Z ewolucyjnego punktu widzenia homoseksualizm wydaje się bezsensowny, ale skoro przetrwał może jakiś sens ma. Jedną z hipotez jest teoria „doboru krewniaczego”, według której homoseksualizm mógł zwiększać szanse przeżycia bliskich krewnych, a tym samym była to inwestycja w pokrewne geny. Rozpatrywano też homoseksualizm, jako mechanizm regulacyjny przy nadmiernej populacji. Tak, czy owak, jeżeli takie mechanizmy funkcjonują to mamy też istotny dylemat teologiczny ponieważ jest to wtedy część “natury”.

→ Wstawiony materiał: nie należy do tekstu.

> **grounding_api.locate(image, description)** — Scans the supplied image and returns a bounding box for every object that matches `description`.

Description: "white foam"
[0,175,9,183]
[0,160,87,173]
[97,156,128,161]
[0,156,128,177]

Czy jest proste rozwiązanie?

Mam na tu na myśli tylko kwestie prawne i finansowe, bo jak już pisałem, żadnej presji gejów, na to bym został gejem, nie czuję. Wydaje mi się, że dobrym rozwiązaniem byłaby ustawa o związkach partnerskich, projekt takowy jest, czy dobry, nie wiem. Czytelnik może ocenić sam. Problem w tym, że do pojęcia małżeństwa istnieją odwołania w kilkuset ustawach. Nie ma tam odwołań do związków partnerskich. Te ustawy musiałyby zostać zmienione. W takim układzie uznanie małżeństw jednopłciowych jest legislacyjną drogą na skróty w obszarze prawno-ekonomicznym. Przynajmniej ja to tak postrzegam. Dlatego też Parlament Europejski onegdaj uznał winniczka, za rybę słodkowodną — szło o legislację czyli kwestie prawno-ekonomiczne, a nie kwestie biologiczne, co do których zarówno PE, jak i my nie mamy “delegacji ustawowej”. Dzięki temu czas legislacji skrócono o ponad dwa lata, o kosztach nie wspominając.